School of forestry and environmental studies

School Notes: School of the Environment
July/August 2022

Ingrid C. “Indy” Burke | http://environment.yale.edu

Report highlights how cities can help curb climate change

The final part of the latest Intergovernmental Panel on Climate Change (IPCC) report released in April included a chapter on urban mitigation, of which Karen Seto, Frederick C. Hixon Professor of Geography and Urbanization Science at YSE, was one of two coordinating authors. The chapter outlines how cities have an opportunity to increase resource efficiency and significantly reduce GHG emissions through smarter design and greener infrastructure. The chapter states that the global share of emissions from urban areas increased between 5 and 10 percent between 2015 and 2020; and that concentration of people and activity presents an opportunity to enact innovative climate mitigation strategies within cities—which would result in beneficial cascading effects for smaller cities and towns and across numerous supply chains and sectors, particularly energy. “There are a number of strategies that could be deployed that change our demand for energy, but we need to have an enabling policy environment and to rethink how we design and build infrastructure,” Seto said.

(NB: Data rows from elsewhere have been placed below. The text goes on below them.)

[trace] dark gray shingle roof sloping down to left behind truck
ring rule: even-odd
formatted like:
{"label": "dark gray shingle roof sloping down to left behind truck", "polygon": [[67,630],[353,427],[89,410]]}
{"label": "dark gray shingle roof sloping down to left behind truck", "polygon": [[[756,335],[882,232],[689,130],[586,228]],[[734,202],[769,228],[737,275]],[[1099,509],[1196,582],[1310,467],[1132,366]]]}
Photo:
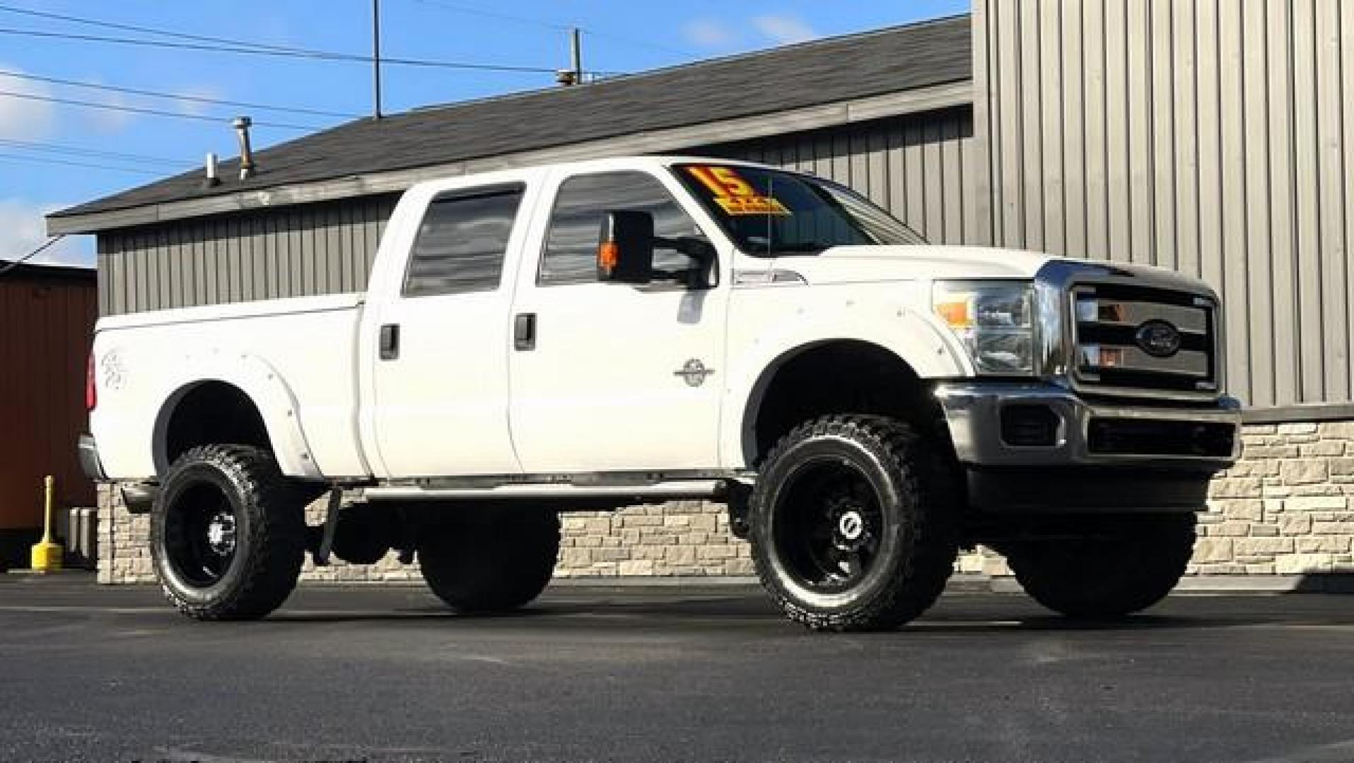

Analysis of wood frog evolution wins doctoral research prize

Andis Arietta ’22PhD was recognized with the 2022 Bormann Prize at YSE’s 38th annual Research Day, for his research into how human-induced landscape and climate changes influence rapid, fine-scale evolution. Reassessing a 2001 study by his advisor David Skelly, Frank R. Oastler Professor of Ecology at YSE, Arietta analyzed populations of wood frogs in Yale-Myers Forest, finding that the frogs have rapidly evolved in response to changes in climate in recent years, but that continued warming would likely outpace the species’ ability to adapt to extreme environmental change. Skelly called Arietta’s findings “perhaps the most important publication to come out of my lab group,” adding, “This result is one of the very few to demonstrate evolution by vertebrates to changing climate, and one of the only ones to provide a sense of the limits to such rapid evolution.”